VGP / vgp-assembly

VGP repository for the genome assembly working group
Other
185 stars 51 forks source link

Update Bionano apps #35

Closed msimbirsky closed 5 years ago

msimbirsky commented 5 years ago

Add a command to Bionano apps that removes the colon character added into contig names and refactor the apps to use latest coding best practices

Arkarachai commented 5 years ago

Could you point me to the project that you run the test? Also, the swiss army knife will correct only the leading and trailing N of the scaffold, but not the enzyme recognition site that still mix up in Bionano NCBI output, right?
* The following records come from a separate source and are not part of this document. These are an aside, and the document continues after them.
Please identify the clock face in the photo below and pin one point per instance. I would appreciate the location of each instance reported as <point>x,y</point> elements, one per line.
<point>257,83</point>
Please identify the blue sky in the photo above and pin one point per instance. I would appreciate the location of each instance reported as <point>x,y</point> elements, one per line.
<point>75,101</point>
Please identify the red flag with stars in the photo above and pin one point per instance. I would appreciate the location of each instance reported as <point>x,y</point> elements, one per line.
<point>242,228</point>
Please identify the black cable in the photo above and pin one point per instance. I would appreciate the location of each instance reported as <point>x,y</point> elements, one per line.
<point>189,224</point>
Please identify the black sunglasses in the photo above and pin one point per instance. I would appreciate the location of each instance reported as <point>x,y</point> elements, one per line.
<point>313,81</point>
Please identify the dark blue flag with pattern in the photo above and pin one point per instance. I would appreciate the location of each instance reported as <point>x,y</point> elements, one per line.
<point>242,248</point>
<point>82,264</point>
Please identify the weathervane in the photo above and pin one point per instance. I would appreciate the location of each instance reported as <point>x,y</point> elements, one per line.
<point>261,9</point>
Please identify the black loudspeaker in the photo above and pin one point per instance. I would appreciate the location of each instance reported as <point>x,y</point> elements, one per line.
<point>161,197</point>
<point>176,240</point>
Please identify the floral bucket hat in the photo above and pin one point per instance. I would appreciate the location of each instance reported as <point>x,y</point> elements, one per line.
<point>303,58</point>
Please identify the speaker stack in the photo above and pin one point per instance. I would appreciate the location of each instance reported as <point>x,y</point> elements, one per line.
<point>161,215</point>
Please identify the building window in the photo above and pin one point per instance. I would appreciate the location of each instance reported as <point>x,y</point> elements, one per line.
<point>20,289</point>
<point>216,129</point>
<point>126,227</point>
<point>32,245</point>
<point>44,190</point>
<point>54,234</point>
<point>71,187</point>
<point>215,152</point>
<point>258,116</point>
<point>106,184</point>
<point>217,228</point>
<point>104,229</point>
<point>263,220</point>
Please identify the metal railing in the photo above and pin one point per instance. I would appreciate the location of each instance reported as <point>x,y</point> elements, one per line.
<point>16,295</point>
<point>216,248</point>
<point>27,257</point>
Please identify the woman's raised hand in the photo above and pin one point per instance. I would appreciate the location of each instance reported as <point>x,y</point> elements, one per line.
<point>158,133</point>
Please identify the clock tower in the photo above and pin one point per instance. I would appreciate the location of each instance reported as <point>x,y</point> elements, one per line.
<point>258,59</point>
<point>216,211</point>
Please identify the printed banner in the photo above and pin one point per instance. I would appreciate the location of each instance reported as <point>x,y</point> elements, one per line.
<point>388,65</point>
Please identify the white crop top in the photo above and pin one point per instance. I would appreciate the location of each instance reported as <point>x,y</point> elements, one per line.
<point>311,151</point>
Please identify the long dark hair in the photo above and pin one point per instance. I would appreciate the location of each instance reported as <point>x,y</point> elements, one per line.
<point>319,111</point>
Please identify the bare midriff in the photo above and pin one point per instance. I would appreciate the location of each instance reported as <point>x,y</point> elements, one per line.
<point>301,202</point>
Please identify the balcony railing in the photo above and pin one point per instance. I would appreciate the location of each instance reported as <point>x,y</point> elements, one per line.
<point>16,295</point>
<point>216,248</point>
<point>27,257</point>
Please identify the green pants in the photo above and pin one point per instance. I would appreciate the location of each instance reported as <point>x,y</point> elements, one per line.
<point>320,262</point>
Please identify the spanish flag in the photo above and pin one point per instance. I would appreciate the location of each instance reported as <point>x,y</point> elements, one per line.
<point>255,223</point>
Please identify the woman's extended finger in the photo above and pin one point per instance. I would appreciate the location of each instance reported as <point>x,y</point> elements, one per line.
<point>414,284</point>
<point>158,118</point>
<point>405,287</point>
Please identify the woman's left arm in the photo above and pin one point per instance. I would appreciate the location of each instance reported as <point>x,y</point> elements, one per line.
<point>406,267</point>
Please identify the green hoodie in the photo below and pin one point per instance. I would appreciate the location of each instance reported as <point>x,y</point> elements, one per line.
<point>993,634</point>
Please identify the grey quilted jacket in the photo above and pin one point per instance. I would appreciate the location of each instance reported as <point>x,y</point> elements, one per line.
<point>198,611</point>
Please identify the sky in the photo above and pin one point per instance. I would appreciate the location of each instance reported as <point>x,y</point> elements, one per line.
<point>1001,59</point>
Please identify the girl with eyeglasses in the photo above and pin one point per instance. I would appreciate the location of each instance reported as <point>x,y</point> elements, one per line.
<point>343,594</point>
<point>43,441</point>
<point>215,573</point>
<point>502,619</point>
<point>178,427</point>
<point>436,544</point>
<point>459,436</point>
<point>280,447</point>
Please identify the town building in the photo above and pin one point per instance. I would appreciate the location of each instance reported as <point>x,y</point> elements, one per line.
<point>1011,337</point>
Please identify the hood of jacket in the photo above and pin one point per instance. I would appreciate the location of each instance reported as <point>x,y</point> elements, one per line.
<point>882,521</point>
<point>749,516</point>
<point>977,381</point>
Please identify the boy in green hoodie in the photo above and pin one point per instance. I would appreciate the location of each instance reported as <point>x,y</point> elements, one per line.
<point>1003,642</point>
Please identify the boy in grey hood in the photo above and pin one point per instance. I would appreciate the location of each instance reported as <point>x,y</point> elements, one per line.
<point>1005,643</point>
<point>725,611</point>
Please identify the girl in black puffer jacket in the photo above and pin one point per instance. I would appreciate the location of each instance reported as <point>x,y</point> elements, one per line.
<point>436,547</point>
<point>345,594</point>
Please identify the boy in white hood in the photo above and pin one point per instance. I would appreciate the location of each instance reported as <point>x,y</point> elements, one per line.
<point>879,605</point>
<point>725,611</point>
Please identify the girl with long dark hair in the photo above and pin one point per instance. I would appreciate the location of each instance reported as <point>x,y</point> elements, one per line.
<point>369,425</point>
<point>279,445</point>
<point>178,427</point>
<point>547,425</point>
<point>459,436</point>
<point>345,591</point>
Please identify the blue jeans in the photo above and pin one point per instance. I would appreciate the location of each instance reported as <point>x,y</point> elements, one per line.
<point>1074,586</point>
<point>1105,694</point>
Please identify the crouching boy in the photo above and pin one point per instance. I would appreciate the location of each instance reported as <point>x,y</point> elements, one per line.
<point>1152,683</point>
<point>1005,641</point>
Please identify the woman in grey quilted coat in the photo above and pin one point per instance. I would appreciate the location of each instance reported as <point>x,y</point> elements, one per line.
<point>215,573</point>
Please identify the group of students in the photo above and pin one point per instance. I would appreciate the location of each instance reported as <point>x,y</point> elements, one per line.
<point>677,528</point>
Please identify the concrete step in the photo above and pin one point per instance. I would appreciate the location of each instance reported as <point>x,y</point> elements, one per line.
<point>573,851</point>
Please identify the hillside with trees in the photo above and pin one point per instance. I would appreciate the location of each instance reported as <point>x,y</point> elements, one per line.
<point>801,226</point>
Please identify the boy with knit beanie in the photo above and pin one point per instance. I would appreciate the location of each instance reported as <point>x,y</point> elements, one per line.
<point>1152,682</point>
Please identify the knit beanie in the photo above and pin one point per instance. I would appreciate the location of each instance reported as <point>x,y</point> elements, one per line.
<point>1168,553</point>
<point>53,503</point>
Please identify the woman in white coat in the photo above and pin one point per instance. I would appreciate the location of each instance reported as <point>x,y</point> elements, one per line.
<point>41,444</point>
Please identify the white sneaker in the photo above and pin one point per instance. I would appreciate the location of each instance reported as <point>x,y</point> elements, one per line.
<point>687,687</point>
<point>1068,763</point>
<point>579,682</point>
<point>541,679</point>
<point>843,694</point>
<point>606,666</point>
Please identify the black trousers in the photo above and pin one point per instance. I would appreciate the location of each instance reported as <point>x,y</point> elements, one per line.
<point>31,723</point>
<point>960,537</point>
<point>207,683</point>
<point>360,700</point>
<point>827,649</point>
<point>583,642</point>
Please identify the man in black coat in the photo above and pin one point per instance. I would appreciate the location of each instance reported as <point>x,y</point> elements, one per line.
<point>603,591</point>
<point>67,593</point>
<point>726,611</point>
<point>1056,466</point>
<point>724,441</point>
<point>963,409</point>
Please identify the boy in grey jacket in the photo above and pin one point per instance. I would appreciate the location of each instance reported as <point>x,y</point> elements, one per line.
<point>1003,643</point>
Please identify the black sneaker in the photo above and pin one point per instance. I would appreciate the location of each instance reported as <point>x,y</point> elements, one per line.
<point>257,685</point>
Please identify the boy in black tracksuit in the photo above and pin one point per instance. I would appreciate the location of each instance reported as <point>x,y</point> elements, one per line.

msimbirsky commented 5 years ago

That's right. The project is here: https://platform.dnanexus.com/projects/FVkzY180G2V1pxZYPKFJKxyx/monitor/job/FVzGpz80G2V4zPP81bxJpp2G

Arkarachai commented 5 years ago

This looks good, @msimbirsky . I just don't have a chance to validate your sed command because your input doesn't have such event. Also, I notice that the unscaffold output from Bionano has 'NNNN' in it which surprised me. Maybe they came from scaff10x. I didn't have access to your original input fasta (file-FVj19Xj0b7ZKGQpBBXy2K251), so I can't tell what is going on. If you didn't use 10x scaffold as input, maybe we should ping Arang and the rest to investigate.

msimbirsky commented 5 years ago

@Arkarachai I do not see any N's in the input fasta file so they must be added by Bionano. Possibly from the restriction enzyme sites.

Arkarachai commented 5 years ago

The NNN is present in the first sequence. dx cat project-FVkzY180G2V1pxZYPKFJKxyx:file-FVzKXk80j2zYYjvq4160x20y | zcat | less

Scaff10x_0_subseq_13154162_13245134_obj I see at least two of them in the If the NNN is added by Bionano, I'm a bit surprised whey they call this unscaffold. Could you grant me access to the input files? file-FVj19Xj0b7ZKGQpBBXy2K251 file-FQ03XKQ0b7ZJBxKb4Bgk9qqj

msimbirsky commented 5 years ago

The inputs are in the project bCatUst1 project which is shared with org-vgp. Are you part of this org? If not you should ask Arang to be added.

msimbirsky commented 5 years ago

I will go ahead and published the new app versions since the unscaffolded issue is unrelated.